В смертной тоске, на исходе сил она мечтает умереть. Крейцер, еще недавно вроде бы решительно готовый на смерть, теперь заклинает ее:
«Я не отступлюсь от тебя, пока ты не пообещаешь, что сохранишь себя для всех нас; ведь в чем же ином смысл нашего земного союза, как не в том, чтобы в назначенный час, когда призовет нас природа, уйти с охотою и с радостной верой в то, что и в царстве теней нас ждет любовь».

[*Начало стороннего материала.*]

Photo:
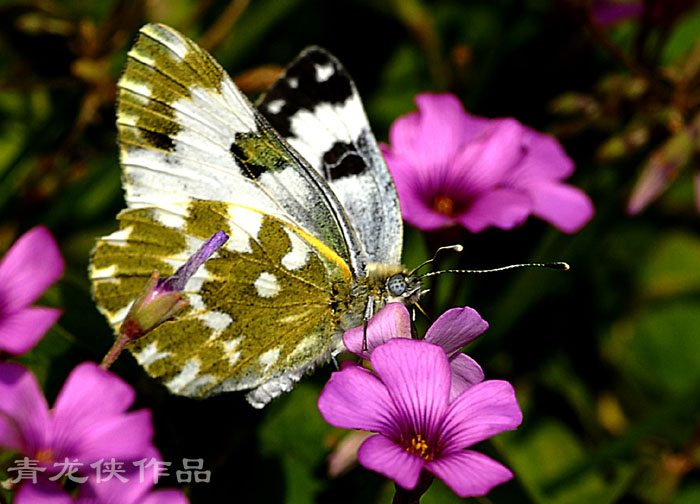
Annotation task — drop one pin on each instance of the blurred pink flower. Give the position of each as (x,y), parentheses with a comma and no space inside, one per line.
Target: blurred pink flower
(610,12)
(407,404)
(451,331)
(106,492)
(88,423)
(31,265)
(454,168)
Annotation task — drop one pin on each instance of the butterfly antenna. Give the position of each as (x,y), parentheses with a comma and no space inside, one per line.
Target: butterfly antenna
(562,266)
(456,248)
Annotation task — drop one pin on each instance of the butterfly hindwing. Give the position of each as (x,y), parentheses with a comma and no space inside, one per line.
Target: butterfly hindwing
(315,106)
(197,159)
(258,315)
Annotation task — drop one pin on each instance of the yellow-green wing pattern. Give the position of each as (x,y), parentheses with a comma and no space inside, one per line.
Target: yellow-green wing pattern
(186,132)
(263,310)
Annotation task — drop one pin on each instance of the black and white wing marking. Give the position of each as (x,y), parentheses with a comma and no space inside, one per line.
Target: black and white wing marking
(315,106)
(187,133)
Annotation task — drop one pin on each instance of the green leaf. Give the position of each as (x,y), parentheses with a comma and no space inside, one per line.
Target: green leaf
(682,37)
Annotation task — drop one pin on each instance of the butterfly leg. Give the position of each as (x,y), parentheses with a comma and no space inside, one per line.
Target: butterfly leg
(369,312)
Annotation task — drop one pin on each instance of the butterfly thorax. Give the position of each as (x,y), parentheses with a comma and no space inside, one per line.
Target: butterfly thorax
(384,283)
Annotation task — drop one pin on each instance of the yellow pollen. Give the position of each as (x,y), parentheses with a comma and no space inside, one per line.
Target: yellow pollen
(444,204)
(419,447)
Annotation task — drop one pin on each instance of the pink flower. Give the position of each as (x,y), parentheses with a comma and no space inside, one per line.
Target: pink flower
(109,492)
(454,168)
(452,330)
(610,12)
(31,265)
(88,423)
(407,404)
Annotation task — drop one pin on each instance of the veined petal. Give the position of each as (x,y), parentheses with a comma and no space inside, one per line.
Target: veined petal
(382,455)
(480,412)
(21,330)
(392,321)
(545,160)
(469,473)
(165,497)
(562,205)
(431,136)
(125,437)
(24,414)
(455,328)
(89,397)
(465,374)
(355,399)
(503,208)
(416,191)
(113,491)
(417,376)
(484,163)
(29,267)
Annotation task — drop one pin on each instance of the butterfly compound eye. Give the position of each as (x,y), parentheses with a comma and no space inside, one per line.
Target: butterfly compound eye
(397,285)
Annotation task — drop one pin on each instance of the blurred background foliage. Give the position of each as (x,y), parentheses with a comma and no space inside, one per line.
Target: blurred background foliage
(605,358)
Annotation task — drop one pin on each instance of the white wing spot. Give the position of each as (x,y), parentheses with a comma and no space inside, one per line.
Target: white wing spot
(150,354)
(215,320)
(245,225)
(187,374)
(275,106)
(230,349)
(269,358)
(267,285)
(324,72)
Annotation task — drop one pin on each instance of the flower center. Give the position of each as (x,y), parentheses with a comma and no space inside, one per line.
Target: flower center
(419,447)
(444,204)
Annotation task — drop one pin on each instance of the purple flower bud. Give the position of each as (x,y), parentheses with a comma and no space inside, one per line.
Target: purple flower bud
(161,299)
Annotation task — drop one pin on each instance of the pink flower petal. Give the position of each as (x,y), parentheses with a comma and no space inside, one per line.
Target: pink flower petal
(480,412)
(484,163)
(165,497)
(125,437)
(355,399)
(455,328)
(90,395)
(416,193)
(44,491)
(417,376)
(24,414)
(392,321)
(562,205)
(31,265)
(21,330)
(380,454)
(468,473)
(502,208)
(465,374)
(545,160)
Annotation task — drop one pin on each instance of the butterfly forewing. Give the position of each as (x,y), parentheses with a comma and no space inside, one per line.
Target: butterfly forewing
(315,106)
(186,132)
(197,158)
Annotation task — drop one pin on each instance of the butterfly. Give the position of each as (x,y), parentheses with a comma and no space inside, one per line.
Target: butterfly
(298,184)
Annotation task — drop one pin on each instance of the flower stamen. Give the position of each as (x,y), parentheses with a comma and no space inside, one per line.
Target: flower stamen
(419,447)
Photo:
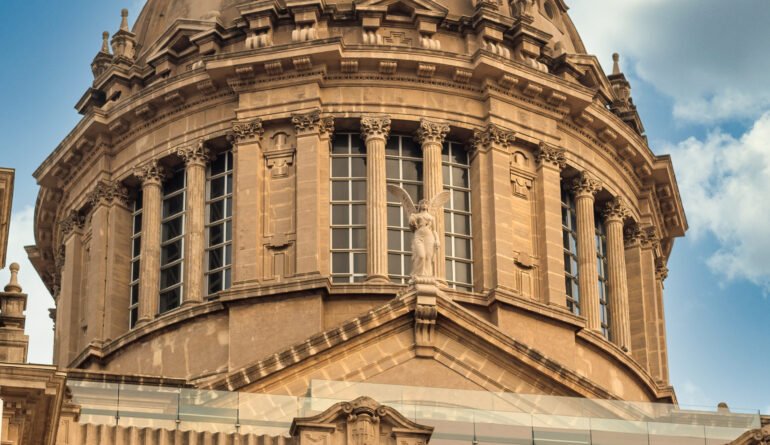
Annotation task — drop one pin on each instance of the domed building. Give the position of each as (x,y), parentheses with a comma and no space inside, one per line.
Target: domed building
(444,206)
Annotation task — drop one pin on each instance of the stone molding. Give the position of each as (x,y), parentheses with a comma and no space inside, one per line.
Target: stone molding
(150,173)
(195,154)
(549,155)
(492,135)
(251,129)
(105,192)
(615,210)
(431,132)
(375,127)
(585,184)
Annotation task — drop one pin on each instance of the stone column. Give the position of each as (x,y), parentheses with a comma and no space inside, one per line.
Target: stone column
(246,141)
(492,208)
(584,188)
(550,250)
(151,175)
(614,213)
(375,130)
(195,157)
(431,136)
(312,204)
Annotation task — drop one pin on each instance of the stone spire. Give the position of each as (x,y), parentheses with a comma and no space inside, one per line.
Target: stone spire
(13,303)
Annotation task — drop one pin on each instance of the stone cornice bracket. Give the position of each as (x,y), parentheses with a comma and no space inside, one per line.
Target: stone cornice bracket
(251,129)
(306,123)
(194,154)
(375,127)
(615,210)
(431,132)
(585,184)
(493,135)
(151,173)
(73,220)
(105,192)
(550,155)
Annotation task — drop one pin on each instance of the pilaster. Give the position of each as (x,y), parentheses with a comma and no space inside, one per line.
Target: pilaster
(614,213)
(490,166)
(550,161)
(584,188)
(248,174)
(375,130)
(151,176)
(195,157)
(431,136)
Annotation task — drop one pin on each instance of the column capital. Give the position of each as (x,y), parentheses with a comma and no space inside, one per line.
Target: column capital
(550,155)
(195,154)
(431,132)
(150,173)
(585,184)
(615,210)
(105,192)
(249,129)
(375,127)
(484,139)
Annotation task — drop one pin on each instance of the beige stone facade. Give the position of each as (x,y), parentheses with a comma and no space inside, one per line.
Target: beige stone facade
(219,216)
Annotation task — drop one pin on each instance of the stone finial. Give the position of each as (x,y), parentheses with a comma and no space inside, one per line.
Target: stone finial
(106,42)
(124,19)
(13,285)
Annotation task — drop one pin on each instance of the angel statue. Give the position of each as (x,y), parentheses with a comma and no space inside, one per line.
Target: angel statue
(425,242)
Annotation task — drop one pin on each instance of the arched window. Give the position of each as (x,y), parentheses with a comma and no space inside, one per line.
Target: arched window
(172,241)
(403,166)
(348,209)
(457,216)
(219,226)
(569,232)
(601,266)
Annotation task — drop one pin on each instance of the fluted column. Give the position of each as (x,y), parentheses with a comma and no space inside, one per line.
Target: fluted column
(151,175)
(614,213)
(375,130)
(431,136)
(195,157)
(584,189)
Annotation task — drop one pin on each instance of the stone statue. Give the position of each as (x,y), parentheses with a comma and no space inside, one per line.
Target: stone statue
(425,241)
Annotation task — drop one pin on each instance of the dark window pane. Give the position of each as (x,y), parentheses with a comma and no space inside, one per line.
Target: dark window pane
(340,239)
(173,205)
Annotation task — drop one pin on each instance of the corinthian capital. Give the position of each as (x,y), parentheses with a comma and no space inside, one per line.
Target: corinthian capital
(615,210)
(106,192)
(151,173)
(431,132)
(195,154)
(375,127)
(492,135)
(248,129)
(585,185)
(549,155)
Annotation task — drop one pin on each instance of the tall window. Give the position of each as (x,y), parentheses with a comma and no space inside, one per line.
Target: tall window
(172,242)
(601,263)
(457,216)
(403,161)
(569,232)
(136,247)
(348,209)
(219,226)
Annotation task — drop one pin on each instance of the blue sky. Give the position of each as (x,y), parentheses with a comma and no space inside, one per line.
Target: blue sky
(698,71)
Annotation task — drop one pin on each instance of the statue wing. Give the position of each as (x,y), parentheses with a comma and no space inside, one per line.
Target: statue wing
(404,197)
(438,201)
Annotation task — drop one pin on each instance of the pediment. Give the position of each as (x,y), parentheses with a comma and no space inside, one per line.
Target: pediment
(403,7)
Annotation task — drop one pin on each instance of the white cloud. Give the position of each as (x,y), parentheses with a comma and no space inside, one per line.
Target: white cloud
(39,326)
(724,185)
(707,55)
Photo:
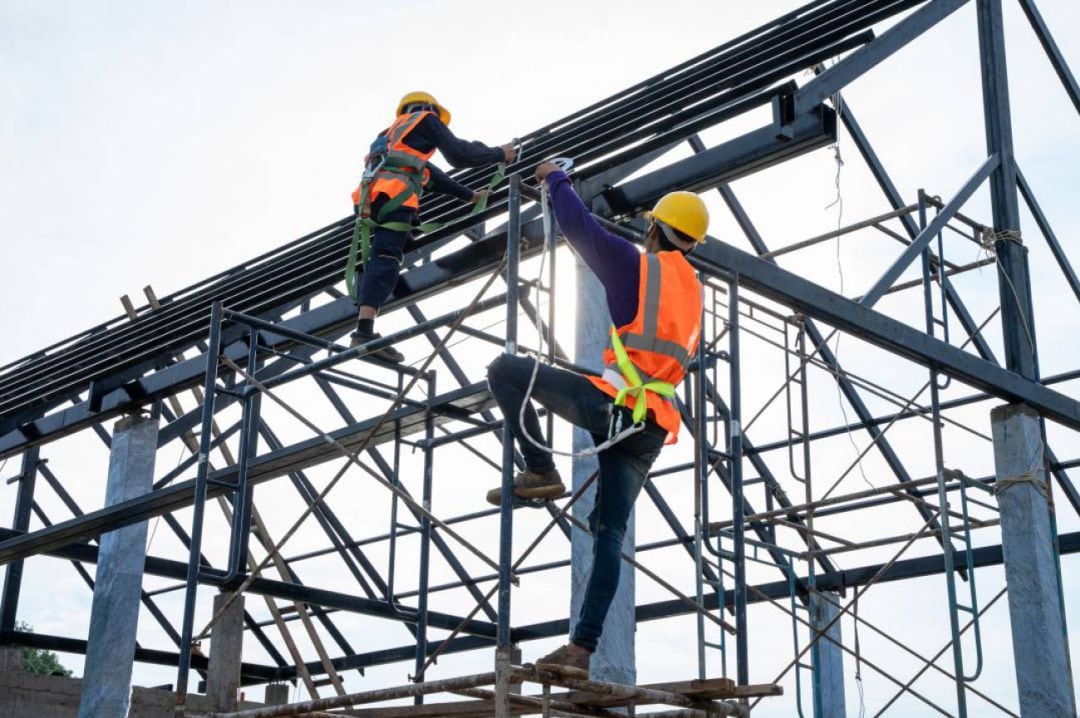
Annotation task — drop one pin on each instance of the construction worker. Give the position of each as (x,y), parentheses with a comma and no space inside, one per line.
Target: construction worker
(401,171)
(655,300)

На это Гюндероде отвечает — впадая в ошибку столь многих женщин, полагающих, что невозможно отделить друг от друга жизнь, любовь и работу:
«Нынче утром получила Ваше письмо; а ввечеру вдруг чувствую, что оно так отчужденно и странно смотрит на меня и я не могу понять ни его языка, ни его взоров. Оно так разумно, так исполнено жаждою деятельной пользы и так довольно жизнью. А я уже много дней провела в Орке и поняла, что хочу без всяких промедлений и сожалений сойти туда — нет, не мыслию только, а вся, вся, телом и душой. Я мечтала встретить там и Вас, но Ваши помыслы направлены на иные предметы. Вы как раз начинаете твердо обосновываться в жизни, Вы сами говорите, что смысл нашего союза видите в том, „чтобы в назначенный час, когда призовет нас природа, уйти с охотою“; но это мы, думается, могли бы сделать и не зная друг друга. Я помышляла совсем о другом, и если Вы имели в виду лишь то, что сказали, и ничего больше, — стало быть, Вы совершенно заблуждаетесь во мне, а я в Вас, ибо тогда Вы совсем не тот человек, какого я себе представляла; когда я говорила о дружбе с Вами, я подразумевала союз на жизнь и на смерть. Это для Вас слишком серьезно? Или слишком неразумно? Помнится, когда-то Вам дорога была мысль умереть вместе со мной — или, если смерть настигнет Вас раньше, увлечь и меня за собою. Теперь же у Вас объявились более важные заботы — к примеру, о том, а не выйдет ли еще и из меня в этом мире какой-нибудь прок. Тогда, конечно, было бы огорчительно, если б Вы послужили причиною моей ранней смерти. И вот я должна следовать Вашему примеру и точно так же думать о Вас. Я не понимаю такой разумности».